Mete, normal yaşamında hayatta münzevi biri olduğunu dile getirerek, evde kalma sürecinin teknik anlamda kendisine çok tesir etmediğini fakat psikolojik ve sosyolojik anlamda dışarıdaki hayattan izole olmanın herkes gibi kendisini de etkilediğini söyledi.

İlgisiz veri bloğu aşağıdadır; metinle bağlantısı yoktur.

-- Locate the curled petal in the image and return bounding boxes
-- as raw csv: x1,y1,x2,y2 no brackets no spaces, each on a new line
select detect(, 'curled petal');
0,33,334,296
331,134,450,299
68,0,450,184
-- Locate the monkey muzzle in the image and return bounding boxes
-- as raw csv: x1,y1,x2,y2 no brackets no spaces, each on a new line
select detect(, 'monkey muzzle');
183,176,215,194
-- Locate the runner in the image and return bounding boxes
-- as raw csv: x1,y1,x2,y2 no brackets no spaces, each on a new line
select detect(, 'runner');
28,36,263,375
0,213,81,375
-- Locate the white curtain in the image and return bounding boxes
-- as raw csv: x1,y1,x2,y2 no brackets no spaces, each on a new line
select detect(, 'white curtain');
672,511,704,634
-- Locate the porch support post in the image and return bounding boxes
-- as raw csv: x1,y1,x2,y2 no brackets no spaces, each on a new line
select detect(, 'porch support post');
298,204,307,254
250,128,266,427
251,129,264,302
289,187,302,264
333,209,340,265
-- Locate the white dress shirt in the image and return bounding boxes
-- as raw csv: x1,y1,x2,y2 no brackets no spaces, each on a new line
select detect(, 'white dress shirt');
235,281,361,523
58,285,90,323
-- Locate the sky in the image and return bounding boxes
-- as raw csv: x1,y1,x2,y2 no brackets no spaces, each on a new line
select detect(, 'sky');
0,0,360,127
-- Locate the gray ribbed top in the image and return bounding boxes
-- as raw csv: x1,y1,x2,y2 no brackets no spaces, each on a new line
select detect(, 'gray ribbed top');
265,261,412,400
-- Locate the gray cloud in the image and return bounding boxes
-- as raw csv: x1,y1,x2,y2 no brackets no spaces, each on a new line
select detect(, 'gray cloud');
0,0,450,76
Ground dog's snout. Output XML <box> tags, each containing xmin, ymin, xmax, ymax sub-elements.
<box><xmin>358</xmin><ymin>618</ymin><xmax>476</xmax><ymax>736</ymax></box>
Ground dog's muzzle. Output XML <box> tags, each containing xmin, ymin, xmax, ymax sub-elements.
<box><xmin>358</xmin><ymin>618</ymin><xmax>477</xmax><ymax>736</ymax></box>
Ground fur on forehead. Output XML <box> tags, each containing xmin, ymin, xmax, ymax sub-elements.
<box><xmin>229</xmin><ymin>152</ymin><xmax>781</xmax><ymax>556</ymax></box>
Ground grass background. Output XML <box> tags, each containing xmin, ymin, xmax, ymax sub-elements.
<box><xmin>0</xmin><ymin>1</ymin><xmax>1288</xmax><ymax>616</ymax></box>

"Umut iyi bir şeydir ve asla ölmez"Evde kaldığı süreçte mümkün olduğunca kitap okuduğunu anlatan Mete, "Son olarak Alphonse Daudet'nin 'Değirmenimden Mektuplar' kitabına başladım. Onun öncesinde de Balzac'ın 'Modeste Mignon' romanını okudum. Klasikleri okumak için çok güzel bir zaman. Özellikle kişisel gelişim anlamında da katkı sağlıyor. Bunun dışında da evde haftanın 3-4 günü spor yaparak formda kalmaya çalışıyorum." dedi.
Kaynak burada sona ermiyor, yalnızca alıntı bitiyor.